So I watched the material and I can’t help but feel nostalgic and remember the time when I was exactly in the same shoes but felt too young and scared to do something about it.
It’s been years since my elementary graduation but I still clearly remember how I was robbed (or at least I felt I was) of the “honors” I think were due to me just because I was vocal about transferring for high school.
One of my subject teachers (who also held a high post in the school) gave me a grade that is a point away from the honors qualifier so ya, I was disqualified, I didn’t even saw my final paper I swear to God. I was a consistent honor student since first grade so that was so hard to believe, I didn’t even saw it coming, I would’ve appreciated a proactive advise that I might not make it but no, I was caught off guard. Where is the love, really?
Also, a leadership award was given annually to the president of the student council (that was me, and oh, I was vice president the year before) so I was kind of expecting it. Come awarding time, my first name was called – but with a different surname! And yes, they ended up giving the award to the “different surname”. Haha. Must be my lucky year. Seriously, that was my first heartbreak ever. It took me quite some time to get over ha, I really got lazy in high school and felt that I wasn’t good enough. That experience got the best of me, I was traumatized – my hands are cold typing this, yeah, flashback feels.
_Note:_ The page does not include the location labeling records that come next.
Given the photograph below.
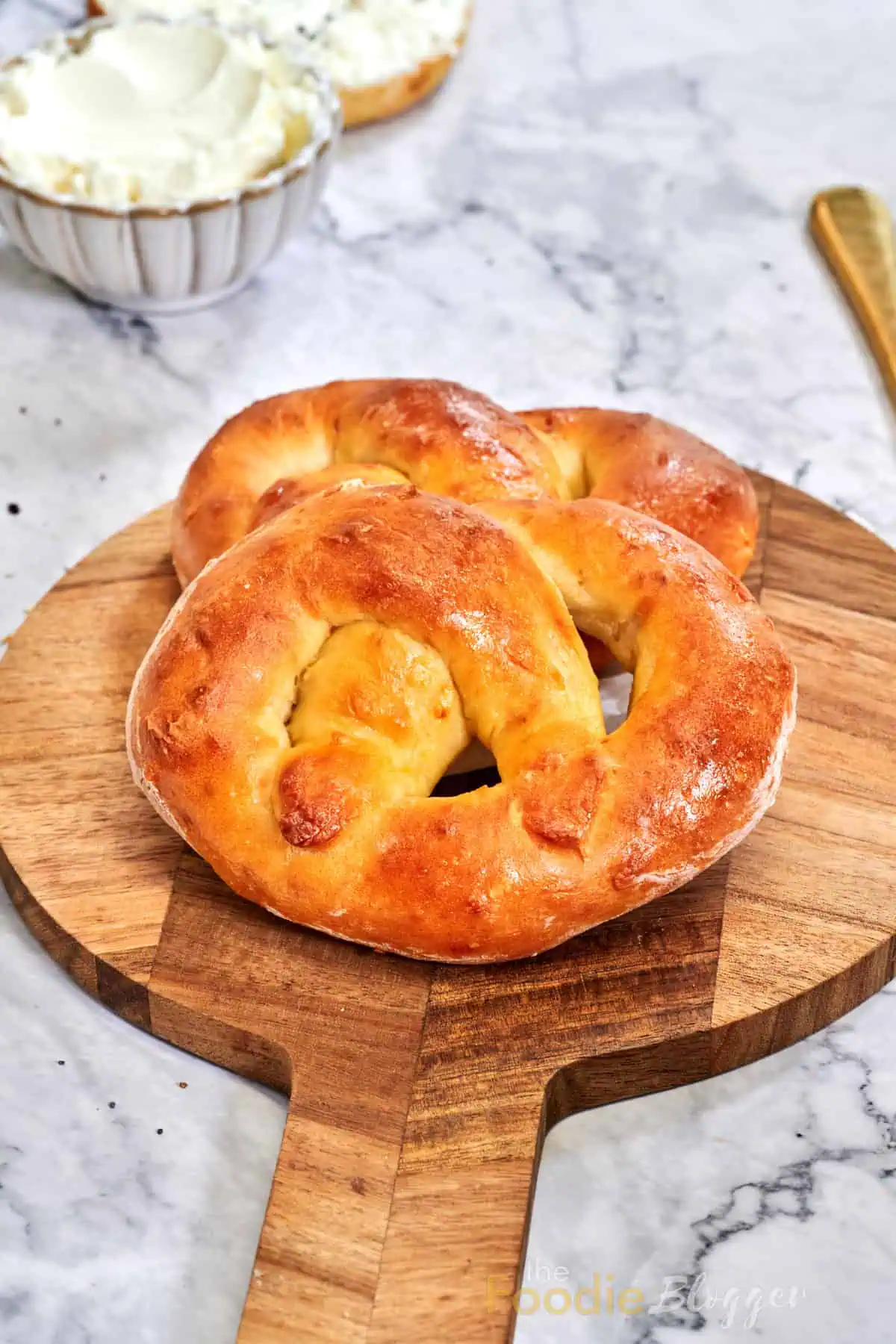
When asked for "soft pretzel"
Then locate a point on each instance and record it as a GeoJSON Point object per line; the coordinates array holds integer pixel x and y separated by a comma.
{"type": "Point", "coordinates": [314, 683]}
{"type": "Point", "coordinates": [361, 104]}
{"type": "Point", "coordinates": [449, 440]}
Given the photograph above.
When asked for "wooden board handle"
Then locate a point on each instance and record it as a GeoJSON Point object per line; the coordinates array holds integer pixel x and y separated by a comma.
{"type": "Point", "coordinates": [853, 231]}
{"type": "Point", "coordinates": [425, 1253]}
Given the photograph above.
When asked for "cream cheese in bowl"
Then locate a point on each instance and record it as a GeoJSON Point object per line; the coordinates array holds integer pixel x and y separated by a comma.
{"type": "Point", "coordinates": [159, 166]}
{"type": "Point", "coordinates": [358, 42]}
{"type": "Point", "coordinates": [151, 113]}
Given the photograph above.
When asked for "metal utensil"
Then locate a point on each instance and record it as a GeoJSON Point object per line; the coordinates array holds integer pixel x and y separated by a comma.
{"type": "Point", "coordinates": [853, 230]}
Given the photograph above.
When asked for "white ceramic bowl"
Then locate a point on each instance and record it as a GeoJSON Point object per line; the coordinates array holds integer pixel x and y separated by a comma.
{"type": "Point", "coordinates": [173, 258]}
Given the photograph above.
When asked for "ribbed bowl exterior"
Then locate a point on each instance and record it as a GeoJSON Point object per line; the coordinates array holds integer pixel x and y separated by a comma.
{"type": "Point", "coordinates": [164, 261]}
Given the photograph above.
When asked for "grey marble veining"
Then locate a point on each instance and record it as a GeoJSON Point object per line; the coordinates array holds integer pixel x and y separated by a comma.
{"type": "Point", "coordinates": [606, 205]}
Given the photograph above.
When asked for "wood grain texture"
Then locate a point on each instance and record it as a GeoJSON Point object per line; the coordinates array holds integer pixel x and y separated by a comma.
{"type": "Point", "coordinates": [420, 1095]}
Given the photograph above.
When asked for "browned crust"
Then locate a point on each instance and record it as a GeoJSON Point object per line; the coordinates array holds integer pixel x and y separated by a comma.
{"type": "Point", "coordinates": [378, 102]}
{"type": "Point", "coordinates": [664, 470]}
{"type": "Point", "coordinates": [582, 827]}
{"type": "Point", "coordinates": [442, 437]}
{"type": "Point", "coordinates": [453, 441]}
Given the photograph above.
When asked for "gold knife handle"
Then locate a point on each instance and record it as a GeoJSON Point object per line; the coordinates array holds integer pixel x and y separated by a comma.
{"type": "Point", "coordinates": [853, 230]}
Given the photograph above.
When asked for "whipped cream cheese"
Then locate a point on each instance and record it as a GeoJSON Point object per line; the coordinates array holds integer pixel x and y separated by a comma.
{"type": "Point", "coordinates": [149, 113]}
{"type": "Point", "coordinates": [356, 42]}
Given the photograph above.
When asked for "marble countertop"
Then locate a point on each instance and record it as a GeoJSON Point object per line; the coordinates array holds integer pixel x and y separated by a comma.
{"type": "Point", "coordinates": [606, 205]}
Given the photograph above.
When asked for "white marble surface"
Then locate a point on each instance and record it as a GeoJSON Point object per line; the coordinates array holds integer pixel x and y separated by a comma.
{"type": "Point", "coordinates": [606, 205]}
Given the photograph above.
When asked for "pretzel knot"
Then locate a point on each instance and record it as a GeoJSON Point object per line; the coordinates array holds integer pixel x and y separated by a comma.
{"type": "Point", "coordinates": [449, 440]}
{"type": "Point", "coordinates": [311, 688]}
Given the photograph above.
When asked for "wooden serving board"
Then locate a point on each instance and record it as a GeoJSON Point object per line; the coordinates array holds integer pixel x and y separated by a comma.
{"type": "Point", "coordinates": [420, 1095]}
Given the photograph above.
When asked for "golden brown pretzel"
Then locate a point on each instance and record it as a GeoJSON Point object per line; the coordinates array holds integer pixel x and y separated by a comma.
{"type": "Point", "coordinates": [314, 683]}
{"type": "Point", "coordinates": [453, 441]}
{"type": "Point", "coordinates": [361, 104]}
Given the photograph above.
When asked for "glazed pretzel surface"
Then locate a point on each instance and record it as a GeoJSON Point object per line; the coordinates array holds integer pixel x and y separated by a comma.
{"type": "Point", "coordinates": [449, 440]}
{"type": "Point", "coordinates": [316, 682]}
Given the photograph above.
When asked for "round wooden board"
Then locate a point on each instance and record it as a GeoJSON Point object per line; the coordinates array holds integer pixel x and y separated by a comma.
{"type": "Point", "coordinates": [420, 1095]}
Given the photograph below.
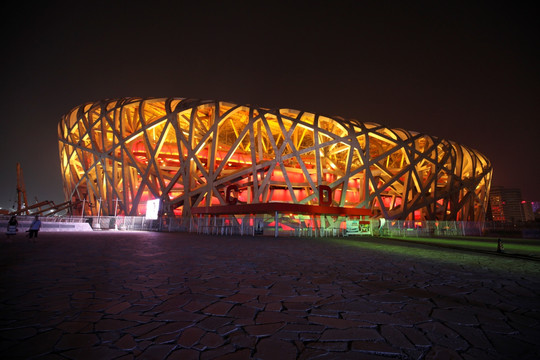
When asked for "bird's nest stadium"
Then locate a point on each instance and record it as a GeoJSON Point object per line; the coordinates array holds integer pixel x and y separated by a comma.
{"type": "Point", "coordinates": [215, 157]}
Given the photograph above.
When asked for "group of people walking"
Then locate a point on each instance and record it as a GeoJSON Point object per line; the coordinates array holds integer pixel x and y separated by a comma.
{"type": "Point", "coordinates": [13, 224]}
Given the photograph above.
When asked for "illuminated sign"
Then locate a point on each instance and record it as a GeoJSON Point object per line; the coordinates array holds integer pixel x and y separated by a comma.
{"type": "Point", "coordinates": [152, 209]}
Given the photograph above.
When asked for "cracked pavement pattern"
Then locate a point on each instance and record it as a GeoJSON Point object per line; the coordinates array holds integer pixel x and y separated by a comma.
{"type": "Point", "coordinates": [145, 295]}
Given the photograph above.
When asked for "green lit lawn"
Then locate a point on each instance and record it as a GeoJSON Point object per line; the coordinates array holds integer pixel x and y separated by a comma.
{"type": "Point", "coordinates": [445, 255]}
{"type": "Point", "coordinates": [518, 246]}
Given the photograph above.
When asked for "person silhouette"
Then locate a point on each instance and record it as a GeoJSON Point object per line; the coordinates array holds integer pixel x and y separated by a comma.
{"type": "Point", "coordinates": [12, 226]}
{"type": "Point", "coordinates": [34, 228]}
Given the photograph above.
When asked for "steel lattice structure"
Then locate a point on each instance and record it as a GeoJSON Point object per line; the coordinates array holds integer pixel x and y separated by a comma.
{"type": "Point", "coordinates": [117, 154]}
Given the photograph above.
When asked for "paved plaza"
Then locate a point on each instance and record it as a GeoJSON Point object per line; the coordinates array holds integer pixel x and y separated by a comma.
{"type": "Point", "coordinates": [144, 295]}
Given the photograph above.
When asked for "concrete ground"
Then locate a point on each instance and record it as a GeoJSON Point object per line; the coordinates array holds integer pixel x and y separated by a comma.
{"type": "Point", "coordinates": [125, 295]}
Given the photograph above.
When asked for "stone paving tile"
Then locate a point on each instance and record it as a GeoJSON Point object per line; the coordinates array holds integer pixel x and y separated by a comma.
{"type": "Point", "coordinates": [130, 295]}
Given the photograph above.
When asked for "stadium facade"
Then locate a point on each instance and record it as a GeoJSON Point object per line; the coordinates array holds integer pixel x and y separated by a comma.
{"type": "Point", "coordinates": [226, 158]}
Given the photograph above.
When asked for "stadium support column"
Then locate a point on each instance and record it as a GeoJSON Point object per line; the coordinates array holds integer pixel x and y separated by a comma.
{"type": "Point", "coordinates": [276, 225]}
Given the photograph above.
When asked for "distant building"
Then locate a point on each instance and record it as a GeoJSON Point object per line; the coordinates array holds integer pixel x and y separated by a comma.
{"type": "Point", "coordinates": [506, 204]}
{"type": "Point", "coordinates": [528, 212]}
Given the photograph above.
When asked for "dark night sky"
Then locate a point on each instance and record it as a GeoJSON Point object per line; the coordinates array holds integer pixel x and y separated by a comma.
{"type": "Point", "coordinates": [465, 71]}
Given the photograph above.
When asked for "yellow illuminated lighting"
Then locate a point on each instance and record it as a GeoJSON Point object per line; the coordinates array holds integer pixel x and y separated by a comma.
{"type": "Point", "coordinates": [164, 148]}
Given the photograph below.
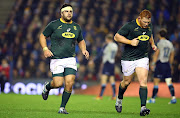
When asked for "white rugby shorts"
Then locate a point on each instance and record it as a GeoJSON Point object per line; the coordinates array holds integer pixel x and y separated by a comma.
{"type": "Point", "coordinates": [57, 65]}
{"type": "Point", "coordinates": [128, 67]}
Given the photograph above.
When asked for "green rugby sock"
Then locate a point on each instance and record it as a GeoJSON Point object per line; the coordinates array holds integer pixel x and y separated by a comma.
{"type": "Point", "coordinates": [143, 95]}
{"type": "Point", "coordinates": [48, 86]}
{"type": "Point", "coordinates": [121, 91]}
{"type": "Point", "coordinates": [65, 97]}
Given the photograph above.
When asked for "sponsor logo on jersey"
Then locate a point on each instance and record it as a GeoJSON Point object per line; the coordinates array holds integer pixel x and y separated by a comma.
{"type": "Point", "coordinates": [136, 29]}
{"type": "Point", "coordinates": [69, 29]}
{"type": "Point", "coordinates": [60, 27]}
{"type": "Point", "coordinates": [68, 35]}
{"type": "Point", "coordinates": [149, 28]}
{"type": "Point", "coordinates": [144, 33]}
{"type": "Point", "coordinates": [143, 37]}
{"type": "Point", "coordinates": [75, 28]}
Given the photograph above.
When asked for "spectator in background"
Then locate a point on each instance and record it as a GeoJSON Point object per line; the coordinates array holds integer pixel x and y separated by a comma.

I guess where I’m coming from is that I failed to do something about it, I was young, naive and scared, I didn’t even cry for help, I just let it pass. I wish I had the same courage, or have developed the same ideals earlier, then I wouldn’t have kept the anger for long. I should have said something during my “presidential speech”, that would’ve gotten me a standing ovation I bet you. Hahaha!
But yeah, you win some, you lose some people. It’s how you come out from the life challenges that matters. When I was in college I knew I had to turn things around. It was like a personal vendetta. I told myself to finish this race with a bang – and thankfully, with some, no make that a lot of help from my friends and a little bit of booze to keep me sane, I made et and ended up in that little fancy stage with the rector handing over a little piece of metal to me and my mom. It really made me cry, the validation was priceless.
So there, never underestimate the passion and power of young minds. After all, it is what gets you places, it is what brought me where I am today. Make that dream happen, and make sure to earn a lot from it haha!